Monday, May 6, 2013

At the Treillage Café...

Untitled

... I was going to say get out of the grid, but you have to stay on the grid to jabber in The Treillage Café. Meade taught me the word treillage. I was going to say "trellis," but treillage sounds a little exotic. I did a Google image search on the word to make sure I wasn't getting it wrong, and the first couple things that came up made me worry for a moment that I'd stumbled into the name of some subdivision of bondage fetishism. The next step in my research was the Oxford English Dictionary (to which I cannot link). Meadhouse dialogue:
ALTHOUSE: Trellage is not even in the Oxford English Dictionary.

MEADE: French!
Trellis, however, is. My favorite historical OED quotes for trellis:
1861   Bp. S. Wilberforce Let. in Life (1881) II. xiii. 454   The earthly love becomes the trellice, up which the heavenly love creeps.
1894   H. Drummond Lowell Lect. Ascent Man 193   Language formed the trellis on which Mind climbed upward.
What metaphorical trellis — treillage — is supporting your upward aspirations? (The shadow the trellis makes on the grass — the focus of this photograph — is a also metaphor, though I don't have quotes for that easily at hand.)

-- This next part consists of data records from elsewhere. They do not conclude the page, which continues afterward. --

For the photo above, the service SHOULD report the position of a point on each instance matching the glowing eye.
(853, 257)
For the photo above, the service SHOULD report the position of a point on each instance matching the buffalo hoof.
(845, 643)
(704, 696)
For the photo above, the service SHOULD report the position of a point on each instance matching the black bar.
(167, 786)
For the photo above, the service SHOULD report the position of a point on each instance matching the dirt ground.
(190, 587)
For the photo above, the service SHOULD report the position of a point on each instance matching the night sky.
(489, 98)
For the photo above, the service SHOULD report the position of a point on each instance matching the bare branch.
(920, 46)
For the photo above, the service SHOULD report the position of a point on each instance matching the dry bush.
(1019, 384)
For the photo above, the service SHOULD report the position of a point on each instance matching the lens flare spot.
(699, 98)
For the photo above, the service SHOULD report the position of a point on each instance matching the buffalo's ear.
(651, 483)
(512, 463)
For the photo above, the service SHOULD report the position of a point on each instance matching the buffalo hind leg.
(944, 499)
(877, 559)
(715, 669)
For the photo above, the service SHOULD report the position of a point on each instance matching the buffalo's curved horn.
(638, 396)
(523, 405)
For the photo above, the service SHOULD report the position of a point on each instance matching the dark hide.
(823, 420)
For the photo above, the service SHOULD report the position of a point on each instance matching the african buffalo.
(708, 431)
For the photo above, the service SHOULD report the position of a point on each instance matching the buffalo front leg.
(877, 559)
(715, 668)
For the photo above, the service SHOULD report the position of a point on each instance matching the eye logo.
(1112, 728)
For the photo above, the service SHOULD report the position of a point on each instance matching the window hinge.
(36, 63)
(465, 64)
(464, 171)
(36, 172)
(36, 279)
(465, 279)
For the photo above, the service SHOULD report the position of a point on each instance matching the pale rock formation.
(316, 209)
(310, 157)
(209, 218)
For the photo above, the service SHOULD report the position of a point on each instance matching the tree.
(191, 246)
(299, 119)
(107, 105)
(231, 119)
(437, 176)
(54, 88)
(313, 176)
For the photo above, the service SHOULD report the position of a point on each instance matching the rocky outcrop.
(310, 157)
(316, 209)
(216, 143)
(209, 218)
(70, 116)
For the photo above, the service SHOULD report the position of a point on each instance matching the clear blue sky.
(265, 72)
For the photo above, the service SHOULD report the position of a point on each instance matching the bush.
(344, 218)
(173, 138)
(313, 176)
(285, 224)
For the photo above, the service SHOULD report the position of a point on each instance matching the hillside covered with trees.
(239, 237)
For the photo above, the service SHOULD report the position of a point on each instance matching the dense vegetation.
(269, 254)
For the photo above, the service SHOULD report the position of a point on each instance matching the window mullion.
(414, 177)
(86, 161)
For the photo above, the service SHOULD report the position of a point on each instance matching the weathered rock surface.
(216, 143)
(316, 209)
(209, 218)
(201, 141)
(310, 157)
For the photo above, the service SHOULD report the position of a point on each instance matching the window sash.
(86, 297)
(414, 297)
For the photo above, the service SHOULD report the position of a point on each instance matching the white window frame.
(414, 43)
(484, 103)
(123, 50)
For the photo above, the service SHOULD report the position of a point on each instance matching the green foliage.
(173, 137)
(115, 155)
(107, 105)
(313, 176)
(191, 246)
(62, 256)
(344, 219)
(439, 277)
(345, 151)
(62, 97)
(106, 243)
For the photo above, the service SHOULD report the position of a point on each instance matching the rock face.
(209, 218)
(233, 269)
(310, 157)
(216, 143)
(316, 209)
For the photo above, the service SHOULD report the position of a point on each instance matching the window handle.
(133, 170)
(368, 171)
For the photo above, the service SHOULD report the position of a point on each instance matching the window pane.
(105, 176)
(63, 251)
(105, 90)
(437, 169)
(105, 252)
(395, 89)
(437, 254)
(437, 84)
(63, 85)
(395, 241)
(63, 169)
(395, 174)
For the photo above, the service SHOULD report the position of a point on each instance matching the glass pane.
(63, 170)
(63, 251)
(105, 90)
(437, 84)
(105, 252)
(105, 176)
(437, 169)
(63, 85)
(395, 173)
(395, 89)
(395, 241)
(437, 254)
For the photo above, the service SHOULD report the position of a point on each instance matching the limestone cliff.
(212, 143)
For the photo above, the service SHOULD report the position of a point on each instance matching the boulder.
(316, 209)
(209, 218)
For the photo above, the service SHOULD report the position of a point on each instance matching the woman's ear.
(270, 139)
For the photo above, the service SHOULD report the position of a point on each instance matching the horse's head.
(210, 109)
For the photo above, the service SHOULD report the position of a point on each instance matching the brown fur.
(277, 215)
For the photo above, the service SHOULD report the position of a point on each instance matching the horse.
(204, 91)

IN THE COMMENTS: Rabel said: "OED may have it with an 'i' before the first l.'" Ah! You are right. Meade only said the word, so I take responsibility for misspelling. I've corrected the spelling in the post, except at the spot where I'm not finding it in the OED. In fact, treillage is in the OED:
1712   J. Addison Spectator No. 477. ¶1   There are as many kinds of Gardening as of Poetry:..Contrivers of Bowers and Grotto's, Treillages and Cascades, are Romance Writers.